Be sure to practice proper sanitation technique!
1. Pour out 250 ml of juice from the jug into a sanitized liquid measuring cup (save for later) and add 250 ml of white sugar or dextrose (corn sugar) into the jug using a funnel. The extra sugar increases the alcohol content of the cider and gives a drier (not sweeter!) flavour. Seal with the lid and shake well (30 seconds) to mix in the sugar and aerate, which will be good for the yeast.
2. Take a hydrometer reading for original gravity.
3. Pour in the yeast (You can use half a pack and save the other half in the fridge for the next batch if you want but the extra yeast won’t hurt). Seal, shake again to distribute.
4. Using the apple juices you had poured out in step 1, top up the jug to it’s “shoulder” leaving a couple of inches of air space.
5. Fill fermentation lock with water and cork it into the opening of the jug using the rubber stopper. Store the jug in a cool dark place.
Within 24 hours, you’ll notice signs of fermentation. Allow it to ferment for at least two weeks (probably 3 to 4 weeks). When fermentation has ceased, proceed to the next step.
6. Rack (transfer) the cider from the jug into a sanitized pail or large saucepan using a siphon. Leave the sediment behind.
7. Take a hydrometer reading for final gravity (should be around 1.010 or less).

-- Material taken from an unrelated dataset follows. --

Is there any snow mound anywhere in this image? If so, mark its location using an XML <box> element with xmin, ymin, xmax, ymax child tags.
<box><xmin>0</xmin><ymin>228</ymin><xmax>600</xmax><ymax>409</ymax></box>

8. Add and mix 25 ml of dextrose. This will allow your cider to carbonate in the bottles.
9. Siphon into sanitized bottles, cap and let sit for 2 weeks to allow for carbonation. Hard cider will benefit from a few extra weeks (or months) of aging.
Easy! Get a few of these on the go at a time or transfer 6 of them into a 23L carboy to increase your hard cider output. Adjust sugar quantity accordingly.